Where Everybody Knows Your Name

I am on my way to a meeting. For once I am driving as the studio I am visiting is some way from public transport. They know that I am driving and should have booked me a space.

It's for a show I've worked on before, but for this series there have been budget cuts which means a slight reduction in my pay. Not great, but it's fun work and at least they're going to pay me and not go into administration owing me money. I hope.

When I get there I go straight to the main car park. Unfortunately the man at the barrier knows nothing about my visit and suggests I try the main reception. At the front of the studio are a few spaces, but they are all reserved for bigwigs and head honchos so I just park at an awkward angle in a place that is obviously not meant to be parked in and nip into reception.

There I tell them that I should have a car parking space booked and the lovely lady confirms that that's correct and it should be right out the front with my name on it, ie one of the spaces I had driven past, assuming they were for the important people whilst us plebs had to go round the back and take our chances in a numbered spot.

I drive back round and there it is - a car parking space with my name on it. I am a head honcho! I am a bigwig! I have arrived! (albeit in a second-hand Ford Focus that smells a bit of sick). I park and go into my meeting where the first thing I am asked is whether I got my car parking space OK. I say yes, and relate the whole "driving past it thinking I wasn't important enough to get a car parking space with my name on it" story and we all have a laugh.

As the meeting progresses I realise what they are up to though: they think that they can get away with paying me less by giving me something that doesn't actually cost them anything - a car parking space with my name on it. And if they think they can get away with paying me less by giving me a car parking space with my name on it they are dead right. It is brilliant! A car parking space with my name on it!

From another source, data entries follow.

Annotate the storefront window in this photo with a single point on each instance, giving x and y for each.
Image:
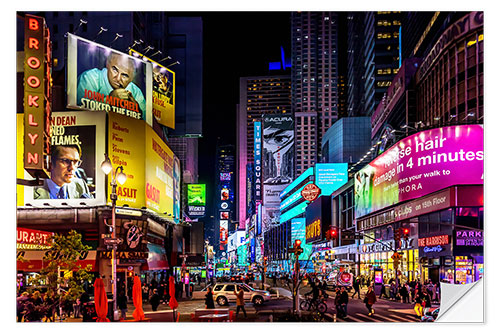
(434, 222)
(423, 224)
(468, 216)
(446, 217)
(464, 270)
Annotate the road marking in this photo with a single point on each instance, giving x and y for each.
(386, 318)
(365, 316)
(412, 319)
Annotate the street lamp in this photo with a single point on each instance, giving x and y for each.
(121, 177)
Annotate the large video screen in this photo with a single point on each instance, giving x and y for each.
(421, 164)
(103, 79)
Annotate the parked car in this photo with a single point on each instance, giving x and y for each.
(224, 293)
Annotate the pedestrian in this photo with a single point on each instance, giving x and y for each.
(344, 299)
(76, 308)
(382, 291)
(403, 291)
(240, 300)
(392, 291)
(337, 303)
(155, 300)
(209, 299)
(356, 285)
(122, 304)
(369, 300)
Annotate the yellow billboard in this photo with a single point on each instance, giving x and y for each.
(159, 171)
(126, 149)
(147, 161)
(163, 92)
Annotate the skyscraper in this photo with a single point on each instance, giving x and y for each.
(373, 63)
(259, 95)
(315, 82)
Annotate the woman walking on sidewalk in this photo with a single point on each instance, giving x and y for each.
(370, 299)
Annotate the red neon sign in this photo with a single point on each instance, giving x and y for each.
(37, 104)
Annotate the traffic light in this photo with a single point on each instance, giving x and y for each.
(297, 248)
(331, 234)
(406, 233)
(397, 237)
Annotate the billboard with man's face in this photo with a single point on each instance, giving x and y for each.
(103, 79)
(421, 164)
(77, 150)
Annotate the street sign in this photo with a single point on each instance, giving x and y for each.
(113, 241)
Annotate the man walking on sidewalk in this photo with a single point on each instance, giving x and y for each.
(240, 301)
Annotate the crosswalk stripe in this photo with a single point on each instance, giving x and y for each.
(365, 316)
(406, 318)
(385, 318)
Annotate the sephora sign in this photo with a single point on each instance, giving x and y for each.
(421, 164)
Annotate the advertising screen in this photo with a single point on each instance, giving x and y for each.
(177, 189)
(103, 79)
(421, 164)
(77, 150)
(257, 151)
(299, 232)
(196, 194)
(159, 171)
(277, 153)
(329, 177)
(225, 176)
(223, 234)
(126, 148)
(318, 219)
(224, 194)
(163, 92)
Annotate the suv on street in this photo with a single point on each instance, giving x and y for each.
(224, 293)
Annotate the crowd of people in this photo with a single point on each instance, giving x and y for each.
(38, 306)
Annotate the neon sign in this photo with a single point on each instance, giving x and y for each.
(37, 95)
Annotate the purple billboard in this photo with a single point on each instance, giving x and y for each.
(421, 164)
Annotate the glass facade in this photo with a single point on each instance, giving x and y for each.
(347, 140)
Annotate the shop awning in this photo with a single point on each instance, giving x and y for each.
(157, 258)
(35, 262)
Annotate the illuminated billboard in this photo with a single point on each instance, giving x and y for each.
(126, 138)
(37, 95)
(225, 176)
(77, 147)
(318, 219)
(277, 153)
(196, 194)
(329, 177)
(223, 234)
(159, 171)
(163, 92)
(257, 151)
(147, 161)
(103, 79)
(299, 232)
(224, 194)
(177, 188)
(421, 164)
(196, 197)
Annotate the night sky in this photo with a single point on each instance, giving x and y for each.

I imagine it is like the first time you fly first class - once you have seen how the other half park you can never go back. I won't be able to drive to Tesco ever again unless next to the disabled and parent and baby spaces there is a special space just for me. With my name on it. I will settle for nothing less now.

And I will be telling my agent that the requirement of a car parking space with my name on it must be written into all my contracts from now on. Even the ones where I arrive by tube. In fact, especially the ones where I arrive by tube.